Gaggia Classic, Iberital MC2 auto and classic italian beans from happy donkey. My shots are taking around 25-30 seconds but the crema is very dark (not the caramel colour I see in so many pics), is this right?


----------



## froggystyle (Oct 30, 2013)

Weight in?

Weight out?

I would not get hung up on colour or crema, its all about the taste!


----------



## hotmetal (Oct 31, 2013)

Your setup is exactly what I started with. Scott gave me a bag of those beans to try but they are very very dark and what you're describing sounds normal for those. Personally they were not to my taste but everyone likes different stuff. It will take you a while to get the hang of using it and find out what you like. I would encourage you to try some medium roast beans and see how you get on. Depending on how much you use, buy enough so that you're not changing bean just as you get dialed in.

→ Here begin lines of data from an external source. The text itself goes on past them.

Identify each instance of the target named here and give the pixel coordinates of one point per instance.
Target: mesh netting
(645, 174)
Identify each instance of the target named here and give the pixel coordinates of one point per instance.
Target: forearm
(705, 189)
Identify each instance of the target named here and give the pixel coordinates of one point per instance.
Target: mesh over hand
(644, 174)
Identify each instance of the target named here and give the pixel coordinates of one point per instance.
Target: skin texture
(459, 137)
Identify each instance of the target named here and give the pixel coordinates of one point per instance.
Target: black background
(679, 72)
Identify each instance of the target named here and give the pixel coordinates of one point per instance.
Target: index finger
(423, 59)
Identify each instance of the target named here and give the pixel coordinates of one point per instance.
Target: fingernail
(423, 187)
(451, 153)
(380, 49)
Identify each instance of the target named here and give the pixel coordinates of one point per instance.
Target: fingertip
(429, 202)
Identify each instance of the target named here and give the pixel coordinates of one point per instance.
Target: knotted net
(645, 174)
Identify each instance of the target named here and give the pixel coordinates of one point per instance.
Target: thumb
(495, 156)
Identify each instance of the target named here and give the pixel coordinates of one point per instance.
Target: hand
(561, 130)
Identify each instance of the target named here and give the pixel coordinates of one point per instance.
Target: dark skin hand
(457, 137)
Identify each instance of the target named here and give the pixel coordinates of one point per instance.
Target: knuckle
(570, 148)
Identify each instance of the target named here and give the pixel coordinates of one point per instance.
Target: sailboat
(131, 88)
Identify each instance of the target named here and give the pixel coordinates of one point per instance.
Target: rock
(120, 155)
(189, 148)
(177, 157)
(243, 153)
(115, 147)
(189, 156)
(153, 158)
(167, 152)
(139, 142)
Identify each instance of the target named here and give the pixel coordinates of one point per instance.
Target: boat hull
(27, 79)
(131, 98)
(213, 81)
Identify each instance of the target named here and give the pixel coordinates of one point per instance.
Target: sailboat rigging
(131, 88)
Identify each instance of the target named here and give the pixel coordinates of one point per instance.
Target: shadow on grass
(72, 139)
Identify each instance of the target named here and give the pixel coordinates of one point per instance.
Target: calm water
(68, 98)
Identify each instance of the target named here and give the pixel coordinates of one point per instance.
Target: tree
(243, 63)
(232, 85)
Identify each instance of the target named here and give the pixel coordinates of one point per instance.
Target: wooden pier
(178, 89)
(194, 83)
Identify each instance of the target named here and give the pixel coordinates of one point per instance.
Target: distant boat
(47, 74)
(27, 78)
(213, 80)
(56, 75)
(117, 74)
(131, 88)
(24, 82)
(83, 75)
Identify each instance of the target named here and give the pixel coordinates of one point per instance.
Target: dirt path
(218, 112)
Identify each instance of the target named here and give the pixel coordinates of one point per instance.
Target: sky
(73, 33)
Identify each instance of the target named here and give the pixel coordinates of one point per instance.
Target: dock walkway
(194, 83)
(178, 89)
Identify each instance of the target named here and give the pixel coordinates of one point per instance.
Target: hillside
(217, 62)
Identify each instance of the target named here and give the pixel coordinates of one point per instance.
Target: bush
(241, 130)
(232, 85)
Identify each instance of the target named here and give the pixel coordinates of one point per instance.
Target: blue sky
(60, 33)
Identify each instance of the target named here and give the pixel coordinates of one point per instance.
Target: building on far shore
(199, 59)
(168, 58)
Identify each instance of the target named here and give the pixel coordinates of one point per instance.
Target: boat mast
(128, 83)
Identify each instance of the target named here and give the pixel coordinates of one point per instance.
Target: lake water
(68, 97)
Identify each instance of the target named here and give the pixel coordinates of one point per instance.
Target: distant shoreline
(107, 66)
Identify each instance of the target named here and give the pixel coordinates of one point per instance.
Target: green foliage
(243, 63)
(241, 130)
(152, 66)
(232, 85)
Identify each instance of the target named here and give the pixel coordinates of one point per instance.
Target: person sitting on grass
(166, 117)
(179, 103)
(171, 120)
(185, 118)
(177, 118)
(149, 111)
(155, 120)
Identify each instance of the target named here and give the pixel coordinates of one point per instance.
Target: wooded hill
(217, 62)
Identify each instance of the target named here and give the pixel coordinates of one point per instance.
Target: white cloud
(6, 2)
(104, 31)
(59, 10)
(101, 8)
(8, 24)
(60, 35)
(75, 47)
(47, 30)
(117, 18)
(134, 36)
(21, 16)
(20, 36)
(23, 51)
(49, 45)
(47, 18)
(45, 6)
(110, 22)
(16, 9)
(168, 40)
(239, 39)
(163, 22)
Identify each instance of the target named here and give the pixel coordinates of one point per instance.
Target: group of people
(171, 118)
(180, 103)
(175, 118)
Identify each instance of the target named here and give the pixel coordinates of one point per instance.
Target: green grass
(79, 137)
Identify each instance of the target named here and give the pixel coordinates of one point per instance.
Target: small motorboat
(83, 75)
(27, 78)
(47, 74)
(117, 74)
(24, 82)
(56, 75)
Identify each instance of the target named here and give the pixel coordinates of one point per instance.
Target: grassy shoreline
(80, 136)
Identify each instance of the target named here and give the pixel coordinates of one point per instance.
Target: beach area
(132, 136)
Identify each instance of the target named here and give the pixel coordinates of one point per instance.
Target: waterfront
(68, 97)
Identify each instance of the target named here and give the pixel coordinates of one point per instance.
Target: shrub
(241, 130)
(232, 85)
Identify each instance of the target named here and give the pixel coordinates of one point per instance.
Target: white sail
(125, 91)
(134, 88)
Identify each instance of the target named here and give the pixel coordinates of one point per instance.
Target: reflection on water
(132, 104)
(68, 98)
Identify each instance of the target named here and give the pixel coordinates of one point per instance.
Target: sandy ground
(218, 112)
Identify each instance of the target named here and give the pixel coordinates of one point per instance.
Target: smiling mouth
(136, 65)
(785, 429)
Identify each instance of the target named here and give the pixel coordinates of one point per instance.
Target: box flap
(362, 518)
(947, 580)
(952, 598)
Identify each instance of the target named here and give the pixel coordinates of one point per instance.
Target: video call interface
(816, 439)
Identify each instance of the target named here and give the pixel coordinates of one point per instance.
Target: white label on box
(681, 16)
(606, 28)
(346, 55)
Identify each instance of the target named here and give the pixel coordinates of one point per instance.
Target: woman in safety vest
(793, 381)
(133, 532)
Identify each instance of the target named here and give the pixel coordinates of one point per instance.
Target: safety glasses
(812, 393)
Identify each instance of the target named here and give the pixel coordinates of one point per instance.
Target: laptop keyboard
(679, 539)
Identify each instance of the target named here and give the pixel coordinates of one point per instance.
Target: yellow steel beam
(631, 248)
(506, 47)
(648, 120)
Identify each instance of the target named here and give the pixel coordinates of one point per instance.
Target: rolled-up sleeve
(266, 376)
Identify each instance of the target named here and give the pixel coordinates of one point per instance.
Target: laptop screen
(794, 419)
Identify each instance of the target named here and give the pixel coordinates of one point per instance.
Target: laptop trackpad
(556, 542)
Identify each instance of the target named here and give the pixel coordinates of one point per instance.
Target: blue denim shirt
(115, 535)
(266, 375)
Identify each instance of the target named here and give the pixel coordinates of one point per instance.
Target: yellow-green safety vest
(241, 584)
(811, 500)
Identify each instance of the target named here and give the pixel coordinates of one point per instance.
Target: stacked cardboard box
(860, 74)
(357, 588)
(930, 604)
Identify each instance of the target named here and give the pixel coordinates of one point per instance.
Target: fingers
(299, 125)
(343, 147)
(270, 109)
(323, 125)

Maybe 2 bags or a kilo of Rave Signature or similar (there are so many options but no need to spend a fortune and might be good to aim for middle ground roast-wise)


----------



## Mrboots2u (May 10, 2013)

I suspect your beans are not the freshest or the best . Given that crema is vastly over rated as an indicator of quality or taste


----------



## RS Designer (Dec 7, 2015)

OK, the next question is likely to run over well worn ground but if I was after a lighter roast, less intense bean from a good quality/value supplier, what bean and online suppliers would you recommend. I did look at hasbean over the weekend but so much choice I did not know where to start.


----------



## The Systemic Kid (Nov 23, 2012)

Lighter roasts are more challenging in respect of getting the extraction right - more prone to under-extraction resulting in sour tasting shots. Loads of great roasters out there - check the forum list of roasters - pick something that leans towards caramels and fudge rather than fruit notes which can be acidic/sour as already noted if extraction isn't spot on.


----------



## froggystyle (Oct 30, 2013)

Cant go wrong with a bit of rave, decent price and great beans!


----------



## Mrboots2u (May 10, 2013)

http://www.hasbean.co.uk/products/bolivia-finca-david-vilca-washed-caturra

http://www.hasbean.co.uk/collections/america-brazil/products/brazil-fazenda-cachoeira-da-grama-pulped-natural-yellow-bourbon

Have a look at these


----------



## RS Designer (Dec 7, 2015)

Ideal, thank you all, pages bookmarked, I have a few to try when I'm due for a re-stock.


----------



## dancing james (Nov 29, 2015)

also bella barista do some good beans


----------